Per essere un Festival che vuole fare di Lampedusa un “ponte tra le culture”, la partenza non è proprio delle migliori. Il primo ottobre sull’isola sbarca “Sabir, una kermesse di cinque giorni voluta dal sindaco Giusi Nicolini e organizzata da Arci, Comitato 3 ottobre e Comune di Lampedusa, che vede tra i padrini Fiorella Mannoia e Ascanio Celestini.
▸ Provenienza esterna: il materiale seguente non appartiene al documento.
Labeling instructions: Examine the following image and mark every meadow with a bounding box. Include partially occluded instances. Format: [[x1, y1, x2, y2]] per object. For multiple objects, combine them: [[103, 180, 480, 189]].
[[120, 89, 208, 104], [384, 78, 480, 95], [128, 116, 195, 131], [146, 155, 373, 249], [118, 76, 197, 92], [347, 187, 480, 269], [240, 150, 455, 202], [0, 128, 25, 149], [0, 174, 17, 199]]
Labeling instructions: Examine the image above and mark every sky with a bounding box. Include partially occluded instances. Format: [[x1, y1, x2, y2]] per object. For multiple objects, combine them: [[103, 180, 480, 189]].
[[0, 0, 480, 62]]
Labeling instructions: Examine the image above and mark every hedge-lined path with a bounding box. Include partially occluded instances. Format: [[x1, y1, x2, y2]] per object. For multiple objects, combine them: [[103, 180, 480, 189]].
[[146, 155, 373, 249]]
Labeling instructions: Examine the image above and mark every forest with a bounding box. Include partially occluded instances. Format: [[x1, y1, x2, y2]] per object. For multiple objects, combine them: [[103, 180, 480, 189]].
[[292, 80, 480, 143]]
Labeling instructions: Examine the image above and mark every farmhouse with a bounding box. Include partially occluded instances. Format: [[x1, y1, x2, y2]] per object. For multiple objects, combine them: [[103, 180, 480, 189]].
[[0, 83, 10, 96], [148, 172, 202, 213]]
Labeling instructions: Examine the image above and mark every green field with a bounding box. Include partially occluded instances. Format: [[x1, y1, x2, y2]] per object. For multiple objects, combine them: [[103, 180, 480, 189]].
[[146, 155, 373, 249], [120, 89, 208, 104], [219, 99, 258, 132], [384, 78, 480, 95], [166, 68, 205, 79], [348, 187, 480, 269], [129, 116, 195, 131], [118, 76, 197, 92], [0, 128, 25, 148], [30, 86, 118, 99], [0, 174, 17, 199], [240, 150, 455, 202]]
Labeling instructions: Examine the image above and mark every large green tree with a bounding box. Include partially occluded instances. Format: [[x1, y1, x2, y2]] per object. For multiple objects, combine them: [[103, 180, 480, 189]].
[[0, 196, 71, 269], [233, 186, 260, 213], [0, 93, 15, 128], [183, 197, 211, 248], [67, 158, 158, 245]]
Un ricco programma di dibattiti, eventi e spettacoli musicali che – si augurano gli organizzatori – possano richiamare a Lampedusa tanti turisti. Chissà se si riuscirà ad eguagliare il successo O’ Scia’, la manifestazione di Claudio Baglioni (dagli stessi obiettivi) che per dieci anni ha invaso la strade di Lampedusa e portato sulla spiaggia della Guitgia oltre 300 artisti italiani e stranieri. Il confronto è d’obbligo, perché la prima polemica legata a Sabir è nata proprio con la Fondazione O’ Scia’, presieduta dalla moglie di Baglioni, Rossella Barattolo. Nell’organizzazione della kermesse di quest’anno, infatti, il cantautore romano non è stato per niente coinvolto, nonostante l’impegno profuso in tutti questi anni e nonostante gli stessi lampedusani abbiano cercato invano di convincere l’amministrazione, anche per bocca di alcuni consiglieri comunali, a non disperdere l’esperienza di O’ Scia’.

Non è solo questo, però: il problema è che ora Lampedusa, e Sabir in particolare, rischiano di prestarsi a cattive strumentalizzazioni. Con una delibera del 25 agosto scorso, la giunta guidata dalla Nicolini ha firmato un protocollo d’intesa che fa arrivare sull’isola i soldi di George Soros, il magnate ucraino naturalizzato americano a capo della Open Society Foundation. Colui che ha finanziato largamente la campagna presidenziale di Obama e che alla fine di luglio ha ammesso alla Cnn di essere responsabile della creazione di una fondazione in Ucraina che ha contribuito al colpo di Stato contro il presidente Ianukovitch. In Italia, come ha scritto il Sole 24 Ore, Soros – che nel 1992 speculò contro la lira causandone una svalutazione del 30% – nel giugno scorso ha messo gli occhi su 21 palazzi del Fondo immobili pubblici (Fip) messi in vendita dallo Stato. A Lampedusa finanzierà per sei mesi progetti come quello di Sabir, a partire proprio da quest’ultimo.

Come se non bastasse, però, a polemiche si aggiungono polemiche: cinque membri del Comitato 3 ottobre, nato lo scorso anno dopo il naufragio in cui morirono quasi 400 persone, hanno deciso di lasciare l’associazione. “Avremmo voluto che il 3 ottobre a Lampedusa si potesse stare tutti in silenzio, uniti nel ricordo e in una preghiera comune a tutte le religioni – hanno scritto in una lettera aperta Laura Biffi, Paola La Rosa, Simone Nuglio, Fabio Sanfilippo e Alice Scialoja -. Volevamo evitare le strumentalizzazioni  e le passerelle politico-istituzionali. Apprendiamo invece che il Comitato parteciperà  a un dibattito-convegno proprio il 3 ottobre a Lampedusa con esponenti politici e istituzionali, contraddicendo lo spirito del movimento e negando il senso profondo della memoria e del ricordo”.

Contro Sabir, infine, si è mosso anche Andrea Camilleri, padrino di un altro “Sabir”, il “primo festival di letteratura araba contemporanea” che si svolge dal 2005 a Ragusa, Modica, Scicli e Siracusa. “Apprendo con stupore di questo nuovo festival Sabir – ha dichiarato lo scrittore -. Trovavo e trovo importantissimo l’intento di collaborazione e conversazione, appunto, tra i paesi che si affacciano sul Mediterraneo e mi auguro che si possa sempre collaborare e non creare discontinuità o peggio avversità, su un terreno così prezioso e oggi oltremodo minacciato”. “Discontinuità e avversità” all’immagine di un’isola che si è sempre contraddistinta per l’accoglienza e l’integrazione, di certo non giovano affatto.